Cohen reminds us that we should closely watch how politicians treat refugees because it is how they would like to treat the rest of us if they could get away with it.
Another frontier being opened up by Blair is education. While McDonald's are selflessly helping with English lessons by teaching children to spell Chicken "McNuggetts", in the US the experiment has gone further, with private corporations running entire schools.
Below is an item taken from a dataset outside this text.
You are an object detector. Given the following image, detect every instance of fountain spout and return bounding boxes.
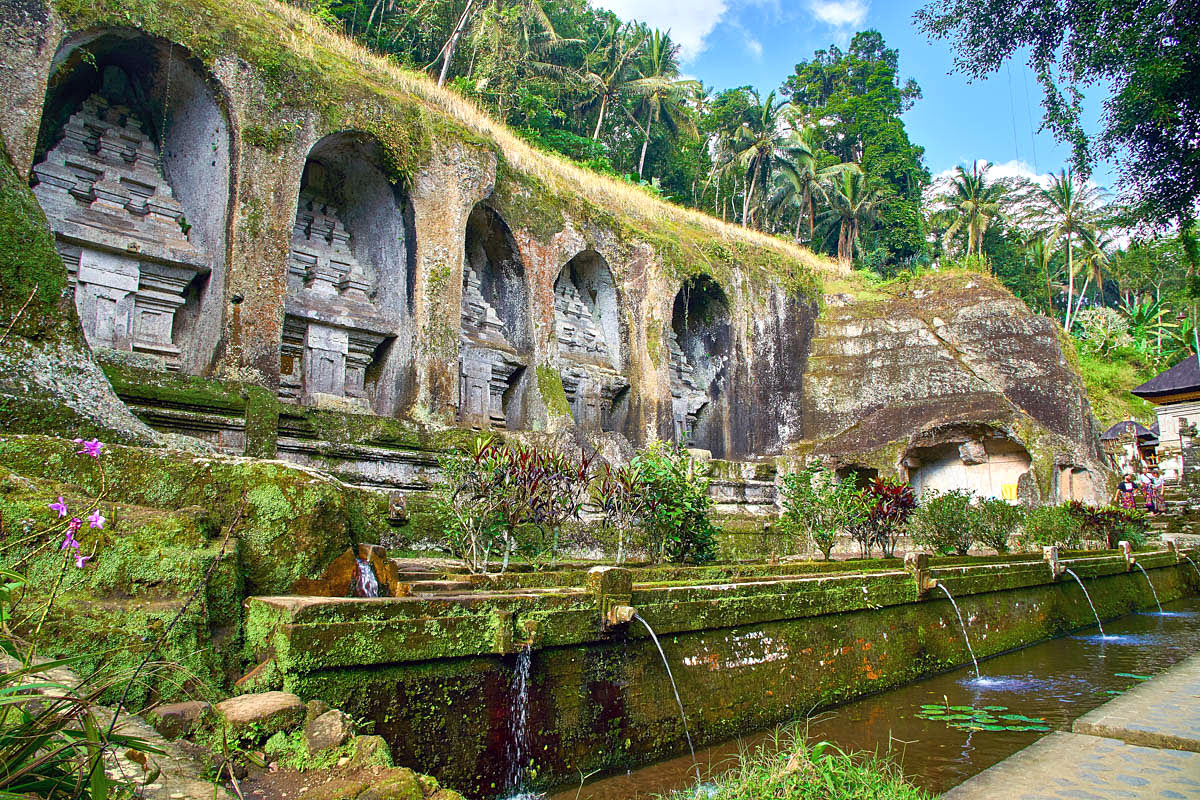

The results in Britain's test schools — teacher numbers down, class sizes up, a collapse in standards, fiddled exam results, creative accounting and the delivery of a captive youth market to advertisers — have not phased Blair a bit because the other result — a fresh source of profits — is the only one that counts.
If Cohen doesn't offer any ideas on what to do about Blair's Britain, he does spare us the fantasy that good men and true women can regain control of the party and guide it to better things.
Cohen makes it plain enough that Labour's behaviour is a consequence of capitalism. Labour cannot make a difference as long as capitalism exists.
There is an answer — a socialist and a revolutionary one — lurking in there. It is an answer that is beyond the liberal political scope of Cohen's book, but the question is at least raised with some satirical bite.